Register renaming • A part of the processor known as the commit unit determines when a given pipeline’s registers should be written to the shared, programmer-accessible registers. • The internal registers are called rename registers or rename buffers. • And the process is known as register renaming. • One way is to have the programmer-accessible register point to the pipeline registers of choice.
Loop Unrolling • One example of what a compiler might do to help with pipelining is loop unrolling. • Branching is the bane of pipelining and parallelism. • Loops have at least one branch with each iteration. • Loop unrolling is doing two or more iterations worth of work in one iteration.
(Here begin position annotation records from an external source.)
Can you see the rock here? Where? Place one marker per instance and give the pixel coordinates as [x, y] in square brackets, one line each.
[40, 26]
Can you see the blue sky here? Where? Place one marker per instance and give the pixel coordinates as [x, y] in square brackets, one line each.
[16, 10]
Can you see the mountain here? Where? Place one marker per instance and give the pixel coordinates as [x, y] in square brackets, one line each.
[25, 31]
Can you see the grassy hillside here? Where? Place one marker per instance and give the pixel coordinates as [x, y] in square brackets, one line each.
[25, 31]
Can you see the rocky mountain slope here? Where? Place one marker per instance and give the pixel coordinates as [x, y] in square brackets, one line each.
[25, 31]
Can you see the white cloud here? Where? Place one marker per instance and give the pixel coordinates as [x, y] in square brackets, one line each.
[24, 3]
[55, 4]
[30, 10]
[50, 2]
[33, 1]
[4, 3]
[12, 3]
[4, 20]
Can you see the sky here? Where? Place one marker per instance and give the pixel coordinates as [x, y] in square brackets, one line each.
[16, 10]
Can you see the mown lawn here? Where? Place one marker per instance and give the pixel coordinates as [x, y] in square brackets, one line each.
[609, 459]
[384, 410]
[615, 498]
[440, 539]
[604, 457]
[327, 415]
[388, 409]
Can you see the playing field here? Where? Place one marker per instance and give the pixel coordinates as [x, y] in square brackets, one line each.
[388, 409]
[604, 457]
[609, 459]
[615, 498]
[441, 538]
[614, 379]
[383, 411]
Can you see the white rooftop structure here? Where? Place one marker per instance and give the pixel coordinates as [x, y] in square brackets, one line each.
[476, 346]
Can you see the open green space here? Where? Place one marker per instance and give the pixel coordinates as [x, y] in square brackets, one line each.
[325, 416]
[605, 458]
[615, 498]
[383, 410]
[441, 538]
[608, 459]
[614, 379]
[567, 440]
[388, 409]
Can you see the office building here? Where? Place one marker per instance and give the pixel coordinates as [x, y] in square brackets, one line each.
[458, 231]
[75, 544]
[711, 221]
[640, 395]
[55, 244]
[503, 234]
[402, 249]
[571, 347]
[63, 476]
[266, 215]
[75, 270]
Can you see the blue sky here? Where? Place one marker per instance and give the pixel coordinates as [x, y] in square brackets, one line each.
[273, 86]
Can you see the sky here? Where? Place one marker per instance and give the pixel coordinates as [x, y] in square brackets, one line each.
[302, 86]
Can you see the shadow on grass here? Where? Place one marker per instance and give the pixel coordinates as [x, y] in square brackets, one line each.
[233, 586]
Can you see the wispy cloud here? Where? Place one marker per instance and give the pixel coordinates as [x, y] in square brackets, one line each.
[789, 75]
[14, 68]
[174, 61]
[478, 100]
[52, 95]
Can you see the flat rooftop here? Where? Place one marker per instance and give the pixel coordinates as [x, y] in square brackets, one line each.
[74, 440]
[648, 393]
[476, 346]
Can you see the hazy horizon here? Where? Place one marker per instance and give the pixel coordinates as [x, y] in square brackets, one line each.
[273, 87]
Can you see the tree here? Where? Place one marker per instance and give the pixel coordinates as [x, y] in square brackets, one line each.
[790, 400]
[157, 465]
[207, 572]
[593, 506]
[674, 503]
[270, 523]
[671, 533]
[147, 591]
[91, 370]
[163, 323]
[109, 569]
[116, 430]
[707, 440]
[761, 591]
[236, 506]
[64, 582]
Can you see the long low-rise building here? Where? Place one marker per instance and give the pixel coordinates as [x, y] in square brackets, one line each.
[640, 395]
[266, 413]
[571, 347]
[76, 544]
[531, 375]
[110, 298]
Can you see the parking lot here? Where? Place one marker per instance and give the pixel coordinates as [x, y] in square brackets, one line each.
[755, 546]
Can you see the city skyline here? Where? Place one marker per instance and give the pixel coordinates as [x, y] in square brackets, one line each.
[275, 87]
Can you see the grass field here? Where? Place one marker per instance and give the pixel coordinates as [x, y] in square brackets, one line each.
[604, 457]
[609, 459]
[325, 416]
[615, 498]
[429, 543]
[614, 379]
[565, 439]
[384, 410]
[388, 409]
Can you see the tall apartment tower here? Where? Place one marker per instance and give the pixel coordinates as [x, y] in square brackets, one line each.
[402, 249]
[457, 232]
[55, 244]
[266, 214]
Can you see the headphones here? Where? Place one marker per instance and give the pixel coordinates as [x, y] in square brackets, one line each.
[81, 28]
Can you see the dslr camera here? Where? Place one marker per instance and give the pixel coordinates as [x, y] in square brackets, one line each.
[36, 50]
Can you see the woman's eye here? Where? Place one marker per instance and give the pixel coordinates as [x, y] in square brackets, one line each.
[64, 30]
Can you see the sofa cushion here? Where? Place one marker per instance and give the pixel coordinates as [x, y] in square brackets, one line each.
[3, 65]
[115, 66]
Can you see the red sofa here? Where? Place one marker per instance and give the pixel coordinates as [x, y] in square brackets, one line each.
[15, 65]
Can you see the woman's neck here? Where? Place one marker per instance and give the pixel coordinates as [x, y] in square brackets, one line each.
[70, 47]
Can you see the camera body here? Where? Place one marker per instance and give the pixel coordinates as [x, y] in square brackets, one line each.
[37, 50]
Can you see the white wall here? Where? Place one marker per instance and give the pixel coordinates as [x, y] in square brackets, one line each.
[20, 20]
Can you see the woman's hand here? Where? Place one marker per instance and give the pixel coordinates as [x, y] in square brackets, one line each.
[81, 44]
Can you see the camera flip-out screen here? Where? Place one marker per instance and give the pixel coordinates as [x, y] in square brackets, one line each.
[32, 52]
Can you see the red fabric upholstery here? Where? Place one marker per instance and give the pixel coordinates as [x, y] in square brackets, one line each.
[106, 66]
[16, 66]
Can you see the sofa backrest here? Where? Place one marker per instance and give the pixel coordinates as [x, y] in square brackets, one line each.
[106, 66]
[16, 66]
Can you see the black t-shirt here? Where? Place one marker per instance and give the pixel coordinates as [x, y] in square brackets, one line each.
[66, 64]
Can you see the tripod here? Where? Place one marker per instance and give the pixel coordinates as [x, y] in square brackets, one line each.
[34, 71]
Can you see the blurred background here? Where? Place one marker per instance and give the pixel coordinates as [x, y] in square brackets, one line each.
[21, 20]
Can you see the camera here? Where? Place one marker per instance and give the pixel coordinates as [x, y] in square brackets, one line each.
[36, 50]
It reduces the number of branch considerations and it can also promote parallelism.
for(i=0; i<100; i++){ a[i] = b[i] + c[i]; } for(i=0; i<100; i+=2){ a[i] = b[i] + c[i]; a[i+1] = b[i+1] + c[i+1]; } Loop Unrolling Example The unrolled version has half as many branches and so is easier to pipeline. The unrolled version will use more independent registers within each iteration and so takes greater advantage of pipelining or parallelism.
Don’t try this at home • Loop unrolling requires knowledge of the processor’s capabilities (the number of execution units, the number of stages in the pipeline, etc.). If the programmer does not have this knowledge, the unrolling and other code optimization techniques should be left to the compiler.
Don’t interrupt me • Another situation that causes problems for pipelining is interruptions. • Recall that the various devices do not immediately receive the processor’s attention. Rather they make an interrupt request and the processor attends to them when it is ready. • But with an endless stream of instructions in the pipeline, when is a good time?
When is a good time? • Right away? To attend to the interruption immediately, one would have to store the state of the entire pipeline so that one could return to the proper place after processing the interrupt. • In awhile? One could allow everything currently in the pipeline to be completely processed before processing the interrupt.